Her first teaching position was with the Rand School of Social Science (1931–40). She also held positions at The New School, the 92nd Street Y, Mannes College of Music (Westchester Branch), Teachers College, Columbia University. Her last teaching position was with the Studios of Music Education, a position she held from the mid-1940s until 1969.[1] She also practiced music therapy at the Manhattan Psychiatric Center.
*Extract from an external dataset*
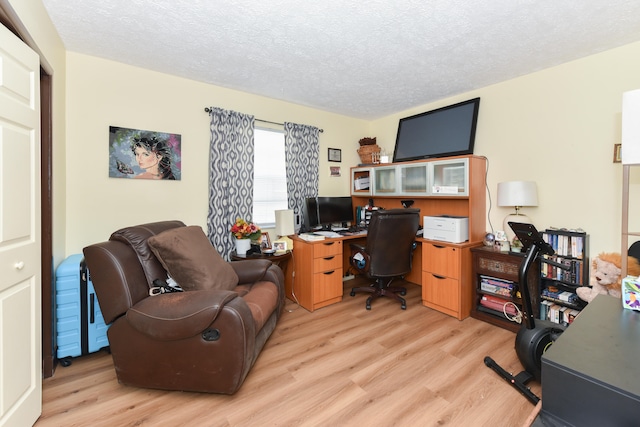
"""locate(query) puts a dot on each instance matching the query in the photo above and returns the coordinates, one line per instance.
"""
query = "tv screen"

From 1936 to 1941 she was director of the Woodmere Choral Club.[4]

In speaking of her 1935 article "Henrich Schenker's Method of Analysis", Berry notes: "she issued the first substantive English-language distillation of Schenkerian concepts." Her 1945 book Challenge to Musical Tradition (and Schenkerian theory at large) was heavily criticized in Paul Henry Lang's famous "Editorial" in The Musical Quarterly 32/2 (1946).[6]

Writings

[edit]
  • "Heinrich Schenker's Method of Analysis." Musical Quarterly 1935.
  • Challenge to Musical Tradition: A New Concept of Tonality. New York: Alfred Knopf, 1945.
  • Hearing—Gateway to Music; a Complete Foundation for Musical Understanding. Evanston, IL: Summy-Birchard Pub. Co., 1959. (with Ruth Halle Rowen, co-author).

Notes

[edit]
  1. ^ a b c d Berry, David Carson. "The Role of Adele T. Katz in the Early Expansion of the New York 'Schenker School'", Current Musicology 74 (Fall 2002), pp. 103–151.
  2. ^ Biographical details not covered in the Berry article stem from US Federal Census records for 1900, 1910, 1920 and 1930. Many of these records list Hanna's middle initial as E.
  3. ^ For example her address as listed on a ship manifest for August 5, 1937, on the S.S. Siboney traveling from Vera Cruz to New York City, "New York Passenger lists, 1820-1957," Ancestry.com (access by subscription).
  4. ^ a b Adele T. Katz, Challenge to Musical Tradition: A New Concept of Tonality (New York: Alfred A. Knopf, 1945), inside rear cover ("The Author").
  5. ^ Berry assumed she was independently wealthy, based on her father's advertising business. The 1920 U.S. Federal Census indicates that in 1920, Hanna (who had not been living with the male members of the family for years) was also involved in advertising.
  6. ^ Lang, Paul Henry, "Editorial", The Musical Quarterly 32/2 (1946), pp. 296–302.